Where is the geologist’s playground? Kim Senger revealed 

In the June edition of the #CzexpatsOnline series, Kim Senger talked about how we can decrease carbon dioxide emissions through storage underground. Kim is a geologist and geophysicist currently working as an Associate Professor at the University Centre in Svalbard (UNIS), Longyearbyen, Norway.

Svalbard is a geologist’s playground

Kim started the lecture stating that it’s easy to do research and teach Svalbard geology, because the place is a geologist’s playground and the only reason there is a university or even a settlement here is because of geology. Apart from geologists, other researchers, such as climate scientists, ecologists or anthropologists, also enjoy the advantages of this playground. Svalbard is a hotspot of climate research due to a phenomenon called polar amplification – which simply said means that the increase in the planet’s temperature will be most observed near the poles. This brought us to the main topic of the lecture – can we as people, as humans, as geoscientists, do something about it?

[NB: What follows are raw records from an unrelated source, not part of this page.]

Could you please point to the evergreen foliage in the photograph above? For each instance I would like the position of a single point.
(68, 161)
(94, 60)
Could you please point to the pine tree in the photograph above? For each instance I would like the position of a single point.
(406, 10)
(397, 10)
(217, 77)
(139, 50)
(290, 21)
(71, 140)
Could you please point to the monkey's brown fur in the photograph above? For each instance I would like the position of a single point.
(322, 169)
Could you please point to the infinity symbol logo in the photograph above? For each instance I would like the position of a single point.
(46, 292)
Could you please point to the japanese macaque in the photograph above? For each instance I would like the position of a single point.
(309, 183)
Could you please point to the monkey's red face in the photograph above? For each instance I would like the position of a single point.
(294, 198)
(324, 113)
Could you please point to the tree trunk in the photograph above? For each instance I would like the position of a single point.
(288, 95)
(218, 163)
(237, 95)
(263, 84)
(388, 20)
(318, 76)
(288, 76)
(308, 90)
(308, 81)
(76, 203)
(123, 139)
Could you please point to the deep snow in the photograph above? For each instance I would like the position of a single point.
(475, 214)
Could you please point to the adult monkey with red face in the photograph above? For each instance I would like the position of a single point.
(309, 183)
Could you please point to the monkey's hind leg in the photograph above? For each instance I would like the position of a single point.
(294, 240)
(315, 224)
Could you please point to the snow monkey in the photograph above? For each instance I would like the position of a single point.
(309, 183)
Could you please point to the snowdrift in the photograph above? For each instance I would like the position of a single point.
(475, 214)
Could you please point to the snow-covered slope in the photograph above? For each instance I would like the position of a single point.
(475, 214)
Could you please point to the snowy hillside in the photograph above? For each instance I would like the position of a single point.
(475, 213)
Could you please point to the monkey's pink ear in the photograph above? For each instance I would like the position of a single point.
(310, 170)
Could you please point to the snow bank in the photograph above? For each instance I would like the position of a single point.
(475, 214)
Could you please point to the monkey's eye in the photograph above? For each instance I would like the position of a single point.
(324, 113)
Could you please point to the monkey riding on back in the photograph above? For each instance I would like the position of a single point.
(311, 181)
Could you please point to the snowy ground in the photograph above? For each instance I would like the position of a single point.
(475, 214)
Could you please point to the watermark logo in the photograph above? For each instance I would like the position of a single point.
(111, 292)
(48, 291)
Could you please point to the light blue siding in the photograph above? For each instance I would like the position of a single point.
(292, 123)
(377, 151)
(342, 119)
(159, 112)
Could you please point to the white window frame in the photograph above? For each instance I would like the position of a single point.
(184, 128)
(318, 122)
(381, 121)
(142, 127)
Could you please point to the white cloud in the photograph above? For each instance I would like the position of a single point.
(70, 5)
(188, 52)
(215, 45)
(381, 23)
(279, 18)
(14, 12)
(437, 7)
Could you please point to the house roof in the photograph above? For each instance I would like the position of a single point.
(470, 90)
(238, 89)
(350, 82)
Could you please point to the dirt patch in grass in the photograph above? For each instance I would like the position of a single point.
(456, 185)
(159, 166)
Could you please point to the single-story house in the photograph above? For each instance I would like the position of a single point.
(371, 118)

In his research, Kim is actually trying to do something about climate change by storing CO2 in the subsurface. He explained that during the process of CO2 capture and storage (CCS), CO2 is first captured in a process that requires large facilities and is energy intensive, but is technically mature and its costs are going down. Following capture, CO2 is transported to a storage facility and finally it is injected deep underground into a porous and permeable reservoir (usually a sandstone), sealed with impermeable material (typically shale), all placed under suitable pressure-temperature conditions that can be found typically more than 800 m underground. Apart from storage, some of the captured CO2 can be repurposed, for example to enhance oil recovery or in greenhouses.

Why is CCS “hot” now?

Kim explained that there is an idea that by 2050, the global energy emissions should reach a net zero. A lot of action like switching fuels, electrifying transport, etc. need to be taken, but there is still a big gap to reach this goal. CCS is one of the ways to overcome this gap. Nowadays, Norway is one of the leading countries in CCS in the world. It operates several facilities, with Norwegian CCS history going back to the early 1990s. Denmark also started their own CCS project in 2023. On the other hand, Germany is a country that demonstrates the problem of legislation around CO2 storage. While technically it is possible to store CO2 onshore in a similar way to offshore, in Germany there are simply too many people opposed to having CO2 injected in their “backyards”.  In addition, German legislation means that it is currently impossible to start a CO2 storage project in this country. 

Kim then focused on his research project that started in 2006 with a vision of reaching a CO2 neutral society in Longyearbyen. Since then, several wells have been drilled, storage capacity and injectivity of the subsurface has been confirmed and several other tests were run to validate storage capability. As the research is based at the university, many students were trained and carried out their research during the process. Kim next spent some time explaining how digital geology can be useful. Using drone photography, scientists are nowadays able to create surface models, which they can then use all year long, regardless of weather conditions. Such digital outcrop models from Svalbard are freely available within the Svalbox project and within its sister project VR Svalbard, as you can see in this video.

Life in the far north

Kim concluded the lecture with a few factoids about life in Svalbard – he assured us that there certainly are more people than polar bears there. He explained that nobody is allowed to be born there, nobody is supposed to die there and if you do, you will be buried elsewhere. Svalbard is administratively part of Norway and of NATO, but it is not in the Schengen area so you have to be ready to pass through customs when arriving from the mainland. The sun in Svalbard sets in October and returns in March. He highlighted that it is a good place to do science and PhD students at UNIS are, in comparative terms, the best paid in the world, and reminded us that the Czech Republic has its own research station in Svalbard (Czech Arctic Research Station).

After the talk, a fruitful discussion with questions from the audience followed. I would like to pinpoint two questions from this discussion – the first one being how you make sure that the CO2 stays underground? “You monitor it,” Kim answered, adding that everything is always dynamic in the subsurface and you primarily need to know the values – even if an earthquake comes and a small percentage of the CO2 leaks, it is still worth it. Big leakages are not going to happen, but even if they did, they would not be dangerous. The other question was whether it is worth the cost. Kim replied that “it depends on how much we want to do for the planet”, which felt like a more than convincing response.